The McNairy County school district began appointing the superintendent, or director of schools, in 2000. Currently, forty-eight states in the nation appoint chief executives. Although this has been the subject of frequent debate, most feel that appointments offer communities a better option to select a professional rather than a politician. Not everyone sees it that way. 

McNairy County’s last elected director of schools was Judy Turner in 1996. Only two states in the nation–Alabama and Florida–allow for elected school district superintendents. According to local records, the McNairy County Commission has almost annually requested a return to elected superintendents.

The Mayor executed a called meeting of the Resolution Committee to discuss writing a resolution in support of a bill that would be sent to the Tennessee legislature. The bill would allow each county in Tennessee to elect its superintendent, giving the taxpayers the opportunity to again vote for the director of schools. This resolution will be crafted by the county’s attorney and go before the full commission for a vote. Both the county and the school board are represented by the same counsel, but the former is charged with writing the resolution. 

According to the state, Tennessee school board members are elected by the community to make and to oversee critical decisions about the school district.  In McNairy County, we have seven elected school board members who represent each county district. Even though the State Department of Education is the primary responsible agent for overseeing education in Tennessee, local school boards are charged with overseeing the governance of education within each district or school community. School boards work with the individual needs of their district, following guidelines and laws set forth by the federal and state governments, the State Department of Education and the State Board of Education.

The relationship of the school board to voters and to their superintendent are as follows: VOTERS elect the local board of education; the BOARD OF EDUCATION selects the superintendent/director of schools, adapts policies, budgets and goals and communicates with the community; the SUPERINTENDENT hires staff and implements goals, objectives and policies of the school board.

The resolution committee heavily discussed both concerns over performance and philosophical issues covered in a story covering the meeting. Ultimately, however, no definitive reason was given. 

The primary concern is that elected superintendents are required to be a resident in the county, which limits the school board’s ability to search outside of the county if no local candidate is deemed suitable. Opponents worry that the superintendent, if elected, will devote more time to raising money for re-election and serving private interests rather than serving the interest of our children. The 1992 law was determined as the ideal way for rural school boards to select the best person for the job and to hold them accountable with swift action, rather than awaiting another election cycle to address a performance issue.

In recent years, McNairy County has even seen this in action, when our elected school board fired an appointed superintendent. 

Proponents of an elected superintendent argue that voters will feel they have lost their rights: the director of schools is often charged with the largest budget in the community and is frequently its largest employer. 

Many question if this decision might be one of control, as appointed superintendents and our elected board of education may have an agenda contrary to that of the county commission in the use of revenue for the school system’s budget. 

“McNairy County has, on several occasions, let it be known their desire to elect a superintendent.
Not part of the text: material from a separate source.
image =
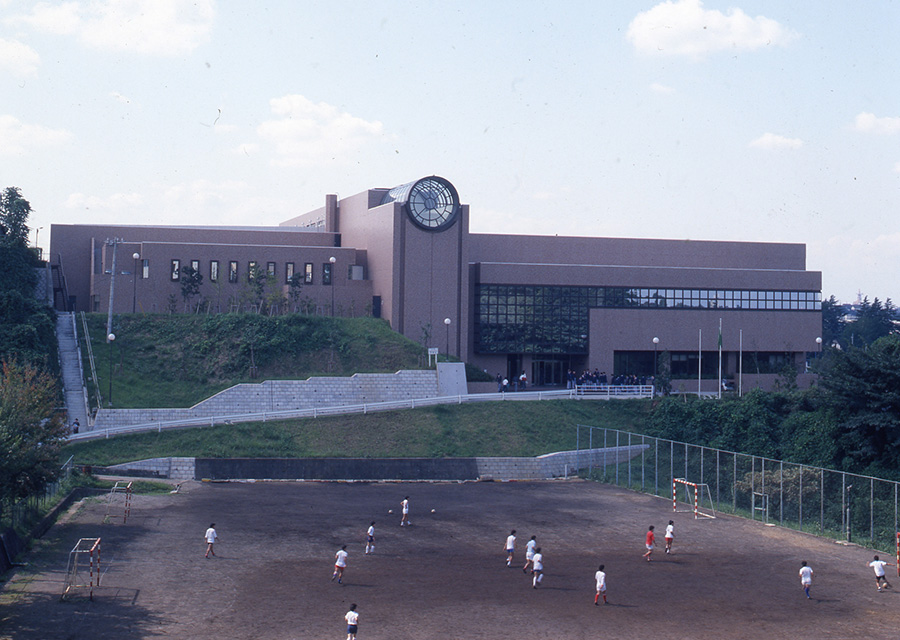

I shared that, for any of us to consider this, it would require a resolution to make if official. I am 

here to present the wishes of the county to the legislation. If the resolution is submitted to me by the commission, then I will take it to the legislative body. This would have to be introduced as a general 

bill and would have statewide impact,” stated Senator Page Walley, District 26, representing McNairy, Chester, Decatur, Fayette, Hardeman, Haywood and Henderson counties. Walley confirmed McNairy as the only county from his district to have requested such a bill. In any case, Senator Walley stands willing to introduce the bill and affirms his respect for the processes of local government. 

“I voted for the 1992 bill under the McWherter administration while serving as representative, but [I] was not serving McNairy County at that time. There is a lot of detail that would have to be considered with dialogue and debate on the change,” admitted Walley.“I have the highest esteem for the McNairy County school board and superintendent. I worked closely with him during this very unusual special session. I have called him and all my superintendents on many occasions and have worked with them well,” Walley confirmed. No matter what side of the debate one is on, such a bill would likely face opposition. But one thing is for sure: debate and dialogue have a place in democracy. We all want what is best for our children, but we do not need interference by one political body with the duties and affairs of another.

In the early 1990s, Tennessee joined all but three other states–one of these, Mississippi, has since moved to appointed superintendents–in requiring appointed superintendents. Increasing disappointment with the state’s education system led to the 1992 Education Improvement Act, which eliminated elected superintendents and remains in effect today. 

From our vantage point, there are a plethora other issues that should take priority over the conversation to move to an elected superintendent. The greatest of these priorities is to facilitate communication among our elected officials, a number of whom cannot share the same air in the room. Furthermore, one cannot expect high-quality education to be cultivated in McNairy County if the Education Committee has never met under the current administration where a healthy discussion should start. 

I trust that the majority of Tennessee legislators and forty-eight other states have good reasons for requiring that directors of schools be appointed; regardless, we encourage any dialogue that will make McNairy County better.